A 2003 study led by Chris Tyler-Smith showed how a relatively small number of powerful males living during the Mongol period succeeded in having an outsize impact on the billions of people living in East Eurasia today.3 His study of Y chromosomes suggested that one single male who lived around the time of the Mongols left many tens of millions of direct male-line descendants across the territory that Mongols occupied. The evidence is that about 8 percent of the male population in the lands the Mongol Empire once occupied share a characteristic Y-chromosome sequence and a cluster of similar sequences differing by just a few mutations. Tyler-Smith and his colleagues called this a “Star Cluster” to reflect the idea of a single ancestor with many descendants, and estimated the date of the founder of this lineage to be 1,300 to 700 years ago based on the estimated rate of accumulation of mutations on the Y chromosome. The date coincides with that of Genghis Khan, suggesting that this single successful Y chromosome may have been his.

Star Clusters are not limited to Asia. Geneticist Daniel Bradley and his colleagues identified a Y-chromosome type that is present in 2 to 3 million people today and derives from an ancestor who lived around 1,500 years ago.4 It is especially common in people with the last name O’Donnell, who descend from one of the most powerful royal families of medieval Ireland, the “Descendants of Niall”—referring to Niall of the Nine Hostages, a legendary warlord from the earliest period of medieval Irish history.
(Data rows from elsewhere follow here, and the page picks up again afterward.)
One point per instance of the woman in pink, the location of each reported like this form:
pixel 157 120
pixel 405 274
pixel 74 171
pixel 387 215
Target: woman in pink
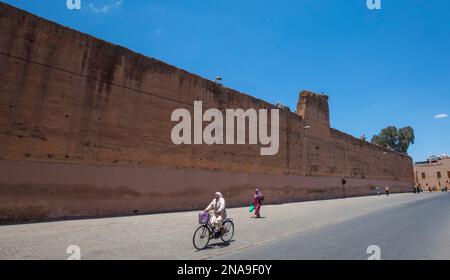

If Niall was real, he would have lived at about the right time to match the Y-chromosome ancestor.

Star Clusters capture the imagination because they can be tied, albeit speculatively, to historical figures. But the more important point is that Star Cluster analysis provides insights about shifts in social structure that occurred in the deep past that are difficult to get information about in other ways. This is therefore one area in which Y-chromosome and mitochondrial DNA analysis can be instructive, even without whole-genome data. For example, a perennial debate among historians is the extent to which the human past is shaped by single individuals whose actions leave a disproportionate impact on subsequent generations. Star Cluster analysis provides objective information about the importance of extreme inequalities in power at different points in the past.